Some people eat, sleep and chew gum, I do genealogy and write...

Monday, July 13, 2015

Taking on Tax Records for Genealogy

When researching back in the 1700s in Rhode Island, I was able to determine when my ancestral family left the state and moved to New York through tax records preserved in the Hopkinton, Rhode Island Town Records. See Hopkinton (R.I. : Town). Hopkinton, Rhode Island Town Records: 1757-1923. Salt Lake City, Utah: Genealogical Society, 1973. The project required reading the Town Records page-by-page, but the amount of information acquired was well worth the effort. 

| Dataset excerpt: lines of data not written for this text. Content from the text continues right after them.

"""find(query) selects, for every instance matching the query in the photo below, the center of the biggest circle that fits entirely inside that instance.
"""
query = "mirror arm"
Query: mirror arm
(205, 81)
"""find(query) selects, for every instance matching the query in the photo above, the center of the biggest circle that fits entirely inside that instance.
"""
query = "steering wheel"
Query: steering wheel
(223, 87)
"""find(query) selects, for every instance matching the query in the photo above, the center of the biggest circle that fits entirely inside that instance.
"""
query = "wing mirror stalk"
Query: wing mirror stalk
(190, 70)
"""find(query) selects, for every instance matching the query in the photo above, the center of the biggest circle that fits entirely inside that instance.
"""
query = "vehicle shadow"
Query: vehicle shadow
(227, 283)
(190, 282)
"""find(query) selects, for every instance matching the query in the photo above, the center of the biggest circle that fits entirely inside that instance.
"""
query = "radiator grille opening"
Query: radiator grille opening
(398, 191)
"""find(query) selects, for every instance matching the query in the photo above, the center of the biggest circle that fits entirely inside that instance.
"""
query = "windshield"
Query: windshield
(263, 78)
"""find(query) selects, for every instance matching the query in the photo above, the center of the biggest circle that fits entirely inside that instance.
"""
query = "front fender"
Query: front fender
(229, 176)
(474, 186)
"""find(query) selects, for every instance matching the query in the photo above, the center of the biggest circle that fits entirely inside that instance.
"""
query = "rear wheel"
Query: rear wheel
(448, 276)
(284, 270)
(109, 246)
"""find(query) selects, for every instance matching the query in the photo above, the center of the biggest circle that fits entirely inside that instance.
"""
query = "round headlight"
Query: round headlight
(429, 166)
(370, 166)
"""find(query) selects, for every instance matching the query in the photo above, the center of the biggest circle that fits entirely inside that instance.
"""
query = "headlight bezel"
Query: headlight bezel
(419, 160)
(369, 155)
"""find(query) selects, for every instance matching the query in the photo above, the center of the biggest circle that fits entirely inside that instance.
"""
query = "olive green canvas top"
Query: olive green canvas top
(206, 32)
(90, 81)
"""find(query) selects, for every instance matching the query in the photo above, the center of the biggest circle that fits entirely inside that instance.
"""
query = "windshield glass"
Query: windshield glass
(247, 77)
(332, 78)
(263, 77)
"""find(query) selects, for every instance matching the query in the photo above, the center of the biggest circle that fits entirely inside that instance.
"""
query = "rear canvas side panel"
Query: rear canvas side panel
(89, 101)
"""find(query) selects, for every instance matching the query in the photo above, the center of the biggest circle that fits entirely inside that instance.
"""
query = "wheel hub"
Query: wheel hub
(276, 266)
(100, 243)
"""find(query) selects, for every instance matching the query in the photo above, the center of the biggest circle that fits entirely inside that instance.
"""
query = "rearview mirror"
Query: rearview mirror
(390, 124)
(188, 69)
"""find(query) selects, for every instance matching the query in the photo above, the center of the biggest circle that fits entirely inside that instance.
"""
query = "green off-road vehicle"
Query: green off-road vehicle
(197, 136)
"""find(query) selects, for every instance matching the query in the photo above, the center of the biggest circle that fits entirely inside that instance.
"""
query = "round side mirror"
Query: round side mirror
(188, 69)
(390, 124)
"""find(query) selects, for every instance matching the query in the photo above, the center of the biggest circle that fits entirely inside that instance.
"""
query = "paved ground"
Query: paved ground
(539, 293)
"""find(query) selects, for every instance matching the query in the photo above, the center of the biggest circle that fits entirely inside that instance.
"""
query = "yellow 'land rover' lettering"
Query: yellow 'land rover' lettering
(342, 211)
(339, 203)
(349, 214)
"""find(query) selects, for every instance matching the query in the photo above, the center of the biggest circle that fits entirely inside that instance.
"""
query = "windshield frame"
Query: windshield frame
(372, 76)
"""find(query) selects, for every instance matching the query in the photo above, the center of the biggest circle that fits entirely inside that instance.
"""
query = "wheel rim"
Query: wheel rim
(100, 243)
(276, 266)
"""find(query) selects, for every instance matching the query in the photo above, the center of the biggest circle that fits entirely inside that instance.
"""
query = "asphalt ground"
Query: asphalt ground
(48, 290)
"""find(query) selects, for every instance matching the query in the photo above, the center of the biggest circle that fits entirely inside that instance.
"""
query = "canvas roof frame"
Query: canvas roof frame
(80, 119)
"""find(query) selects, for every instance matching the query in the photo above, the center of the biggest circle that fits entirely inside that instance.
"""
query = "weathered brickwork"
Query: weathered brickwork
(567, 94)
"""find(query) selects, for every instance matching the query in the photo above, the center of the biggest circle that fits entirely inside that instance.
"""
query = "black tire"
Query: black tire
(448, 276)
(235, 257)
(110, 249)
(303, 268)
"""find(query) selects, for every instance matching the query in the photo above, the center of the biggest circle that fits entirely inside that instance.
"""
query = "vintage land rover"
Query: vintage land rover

Using a tax record to determine the movements of a family is only one of the many ways tax records can help with genealogical research. Quoting from the Research Wiki article on United States Taxation:
Governments have collected taxes in the United States since the colonial era. Tax records vary in content according to the purpose of the assessment. They may include the name and residence of the taxpayer, occupation, description of the real estate and name of the original purchaser, description of some personal property, number of males over 21, and the number of school children, slaves, and farm animals. Annual tax lists can help establish ages, residences, relationships, and the year an individual died or left the area. They can be used in the place of missing or destroyed land and census records.
One advantage of searching for tax records is that they are maintained at every level of government. The challenge is that few of these records are readily available online and indexed. To begin a survey of the availability of tax records, it is useful to consult the Catalog.  The FamilySearch Catalog is useful, not just to locate research material in the Family History Library, but also as a finding aid to learn what types of records may be available at different jurisdictional levels. For example, a search in the Catalog for "United States" returns an extensive list of sources including several relating to taxation. Here is a screenshot of that portion of the list showing the categories listed under taxation:

By clicking on the triangle arrow, the topic of Taxation (6) is expanded as follows:

At this point, the researcher may conclude that searching for tax records is too difficult and turn to other sources. But this list merely illustrates the point that tax records and not usually included in the types of records considered to be genealogically important. It also points out the fact that tax information may be mixed in with other records, such as my example of gleaning tax information from the Rhode Island Town Records.

I can illustrate the issue of availability by doing a search on the U.S. National Archives website for tax records.

You may not be able to read the results of this search, but there are 774 results returned for "tax records." In the case of one set of records, "Income Tax Records of the Civil War Years," the actual original records are in the National Archives in Boston, Massachusetts. However, this particular record set is digitized and available on as "U.S. IRS Tax Assessment Lists, 1862-1918." By the way, this is not a source that normally comes up with a general search of records. It is best searched directly by going to the Card Catalog and looking for tax records.

Tax records are really "good news -- bad news" for genealogists. The good news, of course, is that this type of record may contain very valuable information. The bad news is that finding and gaining access to these records is more difficult than many other types of records.